PALO ALTO (KPIX) — For the past nine years, some of the country’s brightest scientific minds have been focused on a bold and broad research program, led by the Army Research Lab (ARL), to create to the next generation of drones. Not just any drones, but autonomous machines that, one day, can think for themselves, even communicate with each other and work together to carry out complex missions.
The program, called Micro Autonomous Systems and Technology Collaborative Technology Alliance (MAST CTA), is coming to an end. More than a dozen universities and technology companies researched different aspects of the drones, from sensors to artificial intelligence to bio-inspired mechanics.
The ARL puts it this way:
“Enhance tactical situational awareness in urban and complex terrain by enabling the autonomous operation of a collaborative ensemble of multifunctional, mobile microsystems.”
In other words, equip soldiers with small, tough drones that can go anywhere, in any condition, that can be their eyes and ears on the battlefield.
“What we’re trying to really do is save soldiers lives,” said Brett Piekarski, branch chief at the Army Research Lab.
“So if he’s entering into an environment where they may be a threat around a corner, on top of a building or inside a building, that he can deploy some kind of type of sensor to provide him information about that,” said Piekarski.
We followed along with Piekarski on a tour of Stanford University’s Mechanical Engineering Research Lab, as the researchers shared their breakthroughs.
The military’s current drone fleet operates much as you’d expect, piloted by an human operator, powered by gas or battery and resembling an airplane or quadcopter. These traditional designs consume large amounts of energy or fuel and don’t allow the machine to “loiter” in a combat zone.
Mechanical engineering professor Mark Cutkosky sought to change that with the Stanford Climbing and Aerial Maneuvering Platform, or SCAMP.
SCAMP, a thin, lightweight drone that weighs no more than a few ounces, flies until it hits a wall. The quadrotors then propel the drone into a vertical position, where “feet” with tiny hooks latch onto the wall. Servos gently lift the spring-loaded legs off the wall, and reattach them, in a climbing motion. The researchers say they were inspired by beetles.

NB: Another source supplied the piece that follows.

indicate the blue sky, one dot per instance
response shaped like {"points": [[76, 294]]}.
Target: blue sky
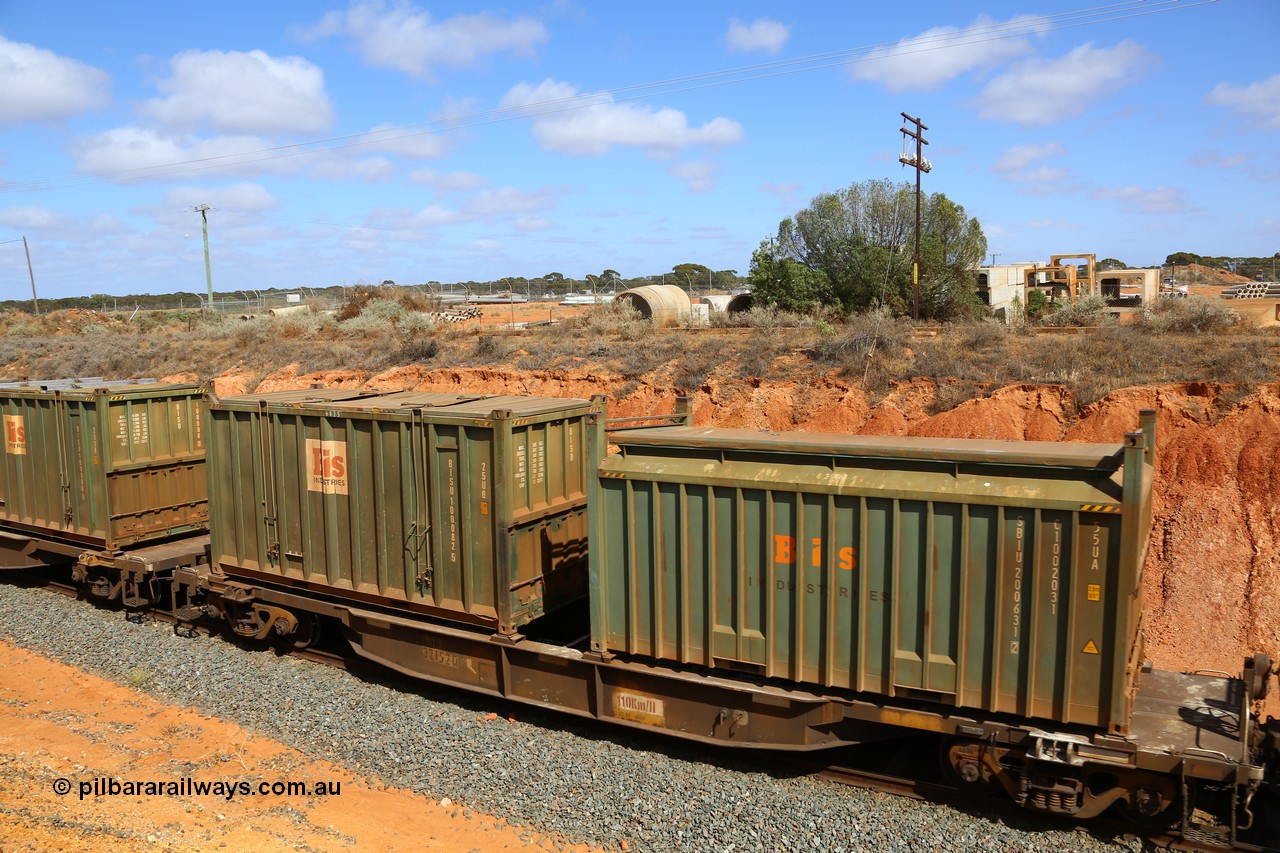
{"points": [[439, 141]]}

“If you can land, shut down the rotors, you can stay there for hours doing surveillance or inspection or monitoring air quality, whatever you want. And when you’re done it takes off and flies home,” says Cutkosky.
It was Piekarski’s first time seeing SCAMP land and climb on a wall for himself.

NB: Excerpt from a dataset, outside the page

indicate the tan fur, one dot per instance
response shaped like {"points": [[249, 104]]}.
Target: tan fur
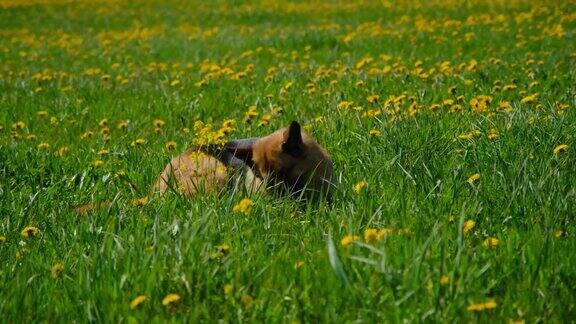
{"points": [[191, 172], [272, 165], [313, 168]]}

“It’s good to see innovation coming to life,” he said.
Directly across the hall, Professor David Lentink and his team of researchers provide a tour of an unusual research tool, a wind tunnel for birds.
Lentink, who has been researching bird flight for years, is currently focused on how they react to turbulence. It has practical applications, since today’s quadcopters have difficulty maintaining stability, even in light and steady winds.
To see exactly how a bird’s wing adapts in flight, researcher Marc Deetjen helped create a system that projects a grid onto the bird’s wing, then uses a high speed camera to create 3D surface renderings.
Deetjen wrote the code to generate the high-resolution renderings in realtime. The process, which used to be performed manually, taking hours or even days, now takes seconds.
Lentink envisions a day when drones easily fly in between buildings in a downtown area, where the tall structures create swirling, unpredictable wind patterns.
“We can now look at how birds actually respond to turbulence and actually measure how they change their wing shape. And that is really a window towards new opportunities, because once we understand how birds respond, we can use that principle to make even simple quadcopter better,” Lentink says.
In less than a decade, the Army’s $68 million dollar program has produced some promising designs, like the Spydar from the University of Delaware, that lowers itself from a hole in the ceiling down onto the ground using a spool of string, then crawls around.
UC Berkeley has also been making big strides with its VelociRoach, a fast multi-legged robot that scampers along at 11 miles an hour. Footage shows two VelociRoaches working in tandem to climb over a step, where one acts as a ladder for the other. Then once on top, it deploys a tow line to pull the other one up to join it.
Piekarski stresses that the goal of MAST was not to deliver a finished product, but rather to lay the groundwork for future scientists to better focus their research efforts.
“I think it’ll happen in my lifetime, yes,” Piekarski says, “We are demonstrating the art of the possible.”